It’s that time of year again, and there is a new release of SAP HANA. If you’re into that kind of thing, you can download all of the reference material here. There is 30 PDF files containing 150MB of detailed information explaining what’s going on. Last year, SAP were kind enough to release SAP HANA SP05 during the Thanksgiving holiday weekend, leaving plenty of time for those of us with nothing better to do, to read up on it, but they were a week later this year, so I’ve had to catch up fast!
My sense of what happened during the planning phase for SAP HANA SP07 was the teams got together and said “what shall we achieve?”. The consensus was: let’s make everything better. Let’s look at the stuff it brings.
Better SQL optimization and performance
This is huge, for me. The SQL optimizer now does a much better job of guessing which engine to send a query to. I’ve not tested this exhaustively but if you are using SQL, this can provide up to 100x improvement in performance of OLAP-style queries and SQL is now only about 10% slower than an equivalent HANA model. The Model is still faster, because the optimization is built in advance.
In addition, COUNT DISTINCT is now 50% faster than I found previously. This is very nice, because this was a pain point for many customers.
All in all this is an important set of improvements to the core engine.
New SQL Features
There aren’t a ton of new SQL features, and I was hoping for more ANSI SQL compliance but there’s some interesting stuff:
– Ability to replica tables between nodes to improve join colocation
– Handful of new SQL functions for working days, currency conversion, grouping, SHA Hashing, Binary Conversions
– New BINTEXT data type and various conversion and setting functions
Unfortunately recursive queries and CTEs still aren’t supported, which is a shame.
There is a new debugger and editor but I don’t see any new SQLScript functionality, which is disappointing. I was hoping for some new functionality especially around UDFs and passing of arrays, but the reference guide looks unchanged since SP6. Hopefully this will be a focus for SP8!
Improved Developer Experience
SAP has majored on this in SP7 though I think there is more wood to cut for SP8. Thankfully, the regi configuration is now gone, though regi appears still be there in the background for certain tasks. This should pave the way to the Mac OS X version of HANA Studio (yay!). I tested checking out some projects and it happens 5-10x faster than before, which is very nice.
The 3 views: Project Explorer, Repositories and Systems View all still exist, which is a shame, but hopefully we’ll see those consolidated in SP8. Either way, from a developer perspective, this all feels much better.

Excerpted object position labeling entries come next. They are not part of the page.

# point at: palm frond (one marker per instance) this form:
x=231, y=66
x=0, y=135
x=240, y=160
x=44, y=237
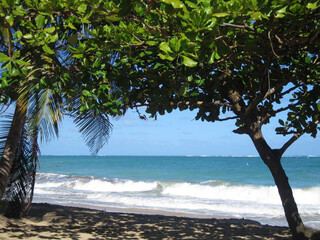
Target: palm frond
x=20, y=186
x=95, y=129
x=5, y=124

The web-based IDE has been improved some although it still falls short of parity with SAP HANA Studio. Some serious work needs to happen here to make HANA a cloud development platform and crucial HANA Models are still only visible in XML.

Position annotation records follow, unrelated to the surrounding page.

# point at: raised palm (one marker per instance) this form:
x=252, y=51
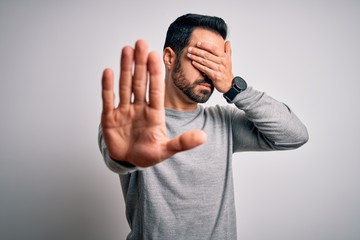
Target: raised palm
x=135, y=130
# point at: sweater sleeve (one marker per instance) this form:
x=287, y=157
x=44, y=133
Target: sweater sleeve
x=265, y=124
x=113, y=165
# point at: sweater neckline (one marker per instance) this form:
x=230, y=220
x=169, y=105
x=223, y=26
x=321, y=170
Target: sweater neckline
x=183, y=114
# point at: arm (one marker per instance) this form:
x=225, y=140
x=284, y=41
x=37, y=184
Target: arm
x=268, y=124
x=265, y=123
x=133, y=133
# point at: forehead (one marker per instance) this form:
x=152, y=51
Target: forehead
x=204, y=35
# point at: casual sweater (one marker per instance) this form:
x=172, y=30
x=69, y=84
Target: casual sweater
x=191, y=195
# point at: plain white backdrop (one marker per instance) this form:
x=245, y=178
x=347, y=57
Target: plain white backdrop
x=53, y=182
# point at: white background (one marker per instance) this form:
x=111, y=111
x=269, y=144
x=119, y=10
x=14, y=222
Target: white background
x=53, y=182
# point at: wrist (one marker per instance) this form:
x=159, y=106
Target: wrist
x=238, y=85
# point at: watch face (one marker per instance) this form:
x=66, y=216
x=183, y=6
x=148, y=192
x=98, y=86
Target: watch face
x=240, y=83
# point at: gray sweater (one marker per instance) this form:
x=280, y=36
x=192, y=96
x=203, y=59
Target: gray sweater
x=191, y=195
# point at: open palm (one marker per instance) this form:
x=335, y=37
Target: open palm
x=135, y=130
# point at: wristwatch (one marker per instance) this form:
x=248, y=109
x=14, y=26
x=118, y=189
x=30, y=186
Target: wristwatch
x=239, y=85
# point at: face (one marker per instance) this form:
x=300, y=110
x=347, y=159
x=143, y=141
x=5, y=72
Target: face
x=193, y=83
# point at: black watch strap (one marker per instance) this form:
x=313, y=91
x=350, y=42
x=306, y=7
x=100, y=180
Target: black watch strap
x=239, y=85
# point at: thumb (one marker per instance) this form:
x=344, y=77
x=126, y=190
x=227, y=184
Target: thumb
x=186, y=141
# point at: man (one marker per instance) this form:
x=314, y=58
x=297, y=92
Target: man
x=173, y=155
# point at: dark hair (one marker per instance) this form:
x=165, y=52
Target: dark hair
x=179, y=32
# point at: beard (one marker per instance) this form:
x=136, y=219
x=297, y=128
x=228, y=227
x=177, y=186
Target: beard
x=188, y=88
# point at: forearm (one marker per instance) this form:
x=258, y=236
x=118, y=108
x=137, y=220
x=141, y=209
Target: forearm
x=280, y=127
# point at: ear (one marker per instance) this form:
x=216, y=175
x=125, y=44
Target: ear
x=169, y=57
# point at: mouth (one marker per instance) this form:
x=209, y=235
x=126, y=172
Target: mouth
x=206, y=85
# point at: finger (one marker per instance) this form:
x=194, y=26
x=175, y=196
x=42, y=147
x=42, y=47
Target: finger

Core Data Services gets some new functionality for the definition of relationships and views, but CDS is still very young. I suspect that the unification of the developer experience between the 3 different views, CDS, the HANA Analytic and Calc Views will be a core effort for SP8. Getting this right is the absolute key to an amazing developer experience for Native HANA.

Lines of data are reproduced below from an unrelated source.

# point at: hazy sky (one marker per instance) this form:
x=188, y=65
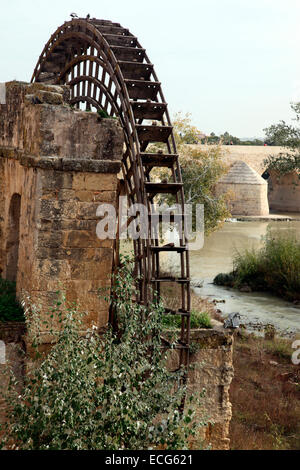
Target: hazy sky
x=233, y=64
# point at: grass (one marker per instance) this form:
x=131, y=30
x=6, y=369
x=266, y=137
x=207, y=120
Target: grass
x=10, y=309
x=198, y=320
x=274, y=268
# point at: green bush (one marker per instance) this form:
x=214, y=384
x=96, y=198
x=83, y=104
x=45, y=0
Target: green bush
x=198, y=320
x=10, y=309
x=109, y=392
x=275, y=267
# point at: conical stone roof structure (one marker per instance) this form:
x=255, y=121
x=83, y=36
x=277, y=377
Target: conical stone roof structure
x=242, y=173
x=247, y=191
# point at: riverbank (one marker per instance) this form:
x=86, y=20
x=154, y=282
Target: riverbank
x=265, y=391
x=257, y=309
x=265, y=395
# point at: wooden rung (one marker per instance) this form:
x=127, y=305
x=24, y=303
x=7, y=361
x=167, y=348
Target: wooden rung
x=118, y=40
x=112, y=29
x=151, y=160
x=171, y=279
x=142, y=89
x=134, y=54
x=163, y=188
x=50, y=67
x=135, y=70
x=153, y=133
x=178, y=249
x=148, y=110
x=160, y=218
x=181, y=312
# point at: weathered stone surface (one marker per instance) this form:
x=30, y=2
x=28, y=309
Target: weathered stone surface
x=212, y=370
x=284, y=191
x=62, y=163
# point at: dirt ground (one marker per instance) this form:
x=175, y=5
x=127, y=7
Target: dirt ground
x=265, y=391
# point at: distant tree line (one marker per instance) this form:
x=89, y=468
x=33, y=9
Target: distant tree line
x=228, y=139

HANA Studio has been nicely smoothed around the edges and I’d be very happy to develop large apps with large number of developers working concurrently. It feels extremely solid and it is much better integrated than other development environments. It feels like developer experience has been put to the top of the agenda. Deleting stuff is easy, for example!
Most of the effort in XS seems to have gone to make the experience more unified, with some additional features like validation and associations. I suspect that most of the work in SP7 went behind the scenes, paving for innovation in SP8. We will see.
There aren’t major changes from a modeling perspective, and a few features I saw in beta phase didn’t make it to the release. But, it feels faster because some things happen in the background, and they have worked on usability. Plus, they fixed a nasty bug in Data Preview where the dataset was always fully materialized. In practice, this makes working with large datasets much easier than ever before, which is excellent news.
Also I seem to see improved performance for filter pushdowns, which again makes working with large datasets an improvement. Anyone who saw my series of blogs on Global Warming will know that I had some fun getting amazing performance with billions of rows. My weather dataset seems to perform nicely better with SP7.
I’d have liked to have seen new aggregation types for AVG, COUNT DISTINCT, Weighted AVG but I guess those have to wait.
Instead, we have some much wanted bits of functionality like copy/paste, keyboard navigation and where-used. Yay. Decision Trees now open in a new modeler, which I haven’t had a chance to use yet.
New: The Spatial Engine
Beta support for spatial objects was introduced in HANA SP6 and this is now fully supported in SP7. I haven’t had a chance yet to delve into the Spatial Engine in detail, but it looks like the same functionality as SP6 based upon the reference guide. There is a lack of real-world examples for the Spatial Engine, but it promises to be extremely powerful because you can in-line spatial objects into regular tables and then use ESRI geospatial data for analysis against regular relational database tables.
There’s no other platform on the planet that allows this as far as I know.
Massively Improved: Text & Search
I haven’t had a chance to look at this in detail yet but I’m surprised by the improvements in the text engine. It is now possible to customize the text engine to do the analysis you need and there are substantial enhancements to full text search functionality. In addition there are major new Fuzzy Search improvements.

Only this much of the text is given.